UM PAÍS CHAMADO "BAXI"


Cartaz no metrô de Pequim, mostrando uma família  torcendo na Copa do Mundo, emulando uma torcida para o  "Baxi"(ou Brasil em mandarim); note-se a camisa verde-amarela da moça atrás do cara de vermelho...
Diversas vezes, enquanto estive lá, na China, as pessoas me perguntavam de onde eu era. Quando eu respondia – “Brazil” – invariavelmente escutava logo em seguida: “World Cup?” ou “football?”. No aeroporto, em ônibus e no metrô, em Pequim e nas outras cidades que visitei, eram comuns cartazes e outdoors falando algo do Brasil por conta do mundial.
Houve só uma pessoa que se mostrou bem informada sobre nós: um jovem, na Praça Tiananamen, corretamente se referiu ao Brasil e comentou e sobre os protestos contra a copa. Mas foi só. Exceção, o rapazinho de Tiananmen parecia alguém que já tinha viajado um pouco por aí. Os outros não demostravam o mesmo conhecimento. Um colega, geólogo do serviço geológico, chegou a me perguntar se o Brasil ficava na África. Outra pessoa, em outra circunstância, também me perguntou o mesmo.
O que eu entendi é que os chineses não dão muita atenção pra gente. Não o chinês médio, é claro. Afinal, a China é e sempre foi, para eles, o centro do mundo. Antigamente, referiam-se à China antiga como  o império do centro, ou o império do meio. O meio do mundo. O umbigo é muito forte na concepção chinesa do mundo. O que fica de nós pra eles é uma vaga lembrança de um país que gosta de jogar futebol e, além disso, o país que está sediando a copa do mundo. Isso somos nós, para eles.
O exotismo de um país distante, tropical, onde as pessoas gostam de jogar futebol parece ser a ideia que os chineses, e também o resto do mundo, acabam tendo de nós. Claro que encontrei Croatas que zombaram dizendo que iam ganhar da gente (sorry!), ou austríacos comentando sobre nossas possibilidades no mundial, ou ainda argentinos secando a gente. Tudo isso é o mundo. Vivíamos de TPM (tensão pré-mundial).
Hoje somos um país meio casmurro e muito mal humorado, em que boa parte (e parte pensante) rejeita a Copa do Mundo. Rejeitamos mesmo a Copa do Mundo? Sim, é um festival de breguices, de lugares comuns, de historias de boleiros que só fazem sentido dentro das quatro linhas. Sem falar, é claro, dos superfaturamentos, das obras de mobilidade inacabadas e outros quetais.

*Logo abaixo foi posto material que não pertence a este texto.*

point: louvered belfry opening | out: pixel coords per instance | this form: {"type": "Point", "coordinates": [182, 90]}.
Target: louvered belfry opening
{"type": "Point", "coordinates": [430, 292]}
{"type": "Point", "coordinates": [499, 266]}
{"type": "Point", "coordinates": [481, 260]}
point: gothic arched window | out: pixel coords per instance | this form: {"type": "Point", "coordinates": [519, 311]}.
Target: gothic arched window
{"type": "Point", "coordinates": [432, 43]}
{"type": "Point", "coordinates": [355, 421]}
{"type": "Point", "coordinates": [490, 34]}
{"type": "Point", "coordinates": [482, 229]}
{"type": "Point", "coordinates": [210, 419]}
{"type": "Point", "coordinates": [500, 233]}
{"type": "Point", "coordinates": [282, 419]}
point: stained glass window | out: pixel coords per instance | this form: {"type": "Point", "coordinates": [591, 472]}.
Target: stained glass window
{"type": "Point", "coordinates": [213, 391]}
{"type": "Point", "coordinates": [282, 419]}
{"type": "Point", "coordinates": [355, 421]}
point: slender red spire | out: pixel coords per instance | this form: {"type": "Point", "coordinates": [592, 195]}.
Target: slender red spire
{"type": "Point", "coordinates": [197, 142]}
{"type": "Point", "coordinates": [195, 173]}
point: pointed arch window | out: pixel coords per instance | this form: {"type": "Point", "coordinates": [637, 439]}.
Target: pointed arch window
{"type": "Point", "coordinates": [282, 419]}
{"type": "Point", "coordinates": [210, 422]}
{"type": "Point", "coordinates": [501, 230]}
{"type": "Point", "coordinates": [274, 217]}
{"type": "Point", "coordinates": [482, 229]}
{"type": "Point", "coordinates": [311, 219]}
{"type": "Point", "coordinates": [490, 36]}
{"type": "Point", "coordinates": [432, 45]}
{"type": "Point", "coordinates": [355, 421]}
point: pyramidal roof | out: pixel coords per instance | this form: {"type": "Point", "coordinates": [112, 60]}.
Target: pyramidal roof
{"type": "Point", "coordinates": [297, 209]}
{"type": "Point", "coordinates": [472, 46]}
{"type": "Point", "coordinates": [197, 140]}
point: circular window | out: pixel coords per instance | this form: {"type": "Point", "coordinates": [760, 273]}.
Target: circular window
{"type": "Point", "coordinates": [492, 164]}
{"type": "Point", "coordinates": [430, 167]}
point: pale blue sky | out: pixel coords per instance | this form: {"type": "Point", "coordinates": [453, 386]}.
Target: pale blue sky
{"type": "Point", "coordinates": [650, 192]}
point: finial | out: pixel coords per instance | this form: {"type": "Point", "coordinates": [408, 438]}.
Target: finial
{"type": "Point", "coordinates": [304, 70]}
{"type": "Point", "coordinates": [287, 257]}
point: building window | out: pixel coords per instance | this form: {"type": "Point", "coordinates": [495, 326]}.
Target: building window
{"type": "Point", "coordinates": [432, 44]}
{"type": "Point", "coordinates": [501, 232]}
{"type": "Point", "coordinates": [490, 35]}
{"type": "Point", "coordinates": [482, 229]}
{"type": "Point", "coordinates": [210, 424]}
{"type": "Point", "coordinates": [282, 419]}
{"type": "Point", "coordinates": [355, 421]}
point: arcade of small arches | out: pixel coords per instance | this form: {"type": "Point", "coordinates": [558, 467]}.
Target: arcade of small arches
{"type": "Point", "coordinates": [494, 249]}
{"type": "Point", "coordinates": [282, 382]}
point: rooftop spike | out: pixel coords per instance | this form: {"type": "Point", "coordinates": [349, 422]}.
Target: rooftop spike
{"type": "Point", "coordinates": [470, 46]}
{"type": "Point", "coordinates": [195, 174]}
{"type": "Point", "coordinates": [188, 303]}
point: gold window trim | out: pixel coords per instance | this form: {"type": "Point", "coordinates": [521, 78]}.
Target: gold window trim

O que se percebe é que, talvez, nosso mau humor com a copa seja fazer com que as pessoas lá na China entendam que nós somos muito  mais que uns idiotas alegres de um país tropical que sabem muito bem cobrar um escanteio (menos eu, perna-de-pau que sou!).
Essa contradição entre o que somo s e como somos vistos, acho eu, fazem parte de nosso momento. Acho que temos que relaxar um pouco dessa postura mal humorada e entender que somos na verdade um pouco isso e um pouco aquilo. Um pouco aquilo que projetamos ser – o tal país “padrão FIFA” que emergiu das jornadas de junho – e um pouco o país que nos enxergam, os de fora: a terra de boleiros que deixou de ser vira-latas há mais de cinquenta anos atrás, com Pelé e Mané.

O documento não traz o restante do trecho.